Barkley East was founded in 1874 on the farm ‘Rocky Park’. The town was named after Sir Henry Barkley who was the Governor of the Cape until 1877.

The town is one of the coldest and highest places in South Africa, with regular snow in winter. Included within this area are the nearby settlements of Clanville, Clifford, Johnston’s Leap, Moshesh’s Ford, Motkop and Rhodes.

Little is known of the early years of the Jewish community, but a Jewish cemetery was consecrated in 1894. It is not known when the congregation was established.

Some of the first Jews to settle in the town were Mr and Mrs Ellis Rosenberg, whose son was born here in 1889. The majority of Jews who established themselves in Barkley East were shopkeepers; there was also a hotelier, a tailor, a farmer and doctors.

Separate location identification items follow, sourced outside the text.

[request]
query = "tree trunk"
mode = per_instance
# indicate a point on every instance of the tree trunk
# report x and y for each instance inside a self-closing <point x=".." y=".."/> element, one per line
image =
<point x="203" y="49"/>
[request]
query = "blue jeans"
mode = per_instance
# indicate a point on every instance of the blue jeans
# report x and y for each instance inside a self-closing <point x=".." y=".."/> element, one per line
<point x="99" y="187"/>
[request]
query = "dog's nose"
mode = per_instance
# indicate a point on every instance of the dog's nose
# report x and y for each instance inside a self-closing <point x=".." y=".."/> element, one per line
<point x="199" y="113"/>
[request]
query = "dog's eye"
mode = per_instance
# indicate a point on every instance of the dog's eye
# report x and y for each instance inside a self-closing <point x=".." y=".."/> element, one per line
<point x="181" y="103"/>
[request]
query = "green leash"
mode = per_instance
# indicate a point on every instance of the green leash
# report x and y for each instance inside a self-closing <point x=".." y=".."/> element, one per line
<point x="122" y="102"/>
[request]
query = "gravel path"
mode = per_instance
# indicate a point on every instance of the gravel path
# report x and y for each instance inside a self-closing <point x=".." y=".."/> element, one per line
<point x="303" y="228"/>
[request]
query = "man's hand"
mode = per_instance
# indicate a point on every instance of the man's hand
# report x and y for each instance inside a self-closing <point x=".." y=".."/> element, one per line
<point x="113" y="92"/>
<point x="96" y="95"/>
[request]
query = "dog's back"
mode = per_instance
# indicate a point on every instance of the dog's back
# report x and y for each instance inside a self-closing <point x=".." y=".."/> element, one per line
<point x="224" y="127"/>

Prominent residents included Norman Rosenberg, born in 1889, who served on the executives of both the South African Zionist Federation and the South African Jewish Board of Deputies.By 1939 there were only five families left in Barkley East and with the congregation struggling to survive in 1946, they donated a Sefer Torah to the Aliwal North Hebrew Congregation.

In 1904 there were 36 Jews in Barkley East; in 1936 there were 27. By 1943 there were 19 and in 1947 the number had dropped to four. In 1951 there were five and by 1980 only two Jews were living in Barkley East. Mr Lazar Bortz, the last Jew in the town, died in 1995.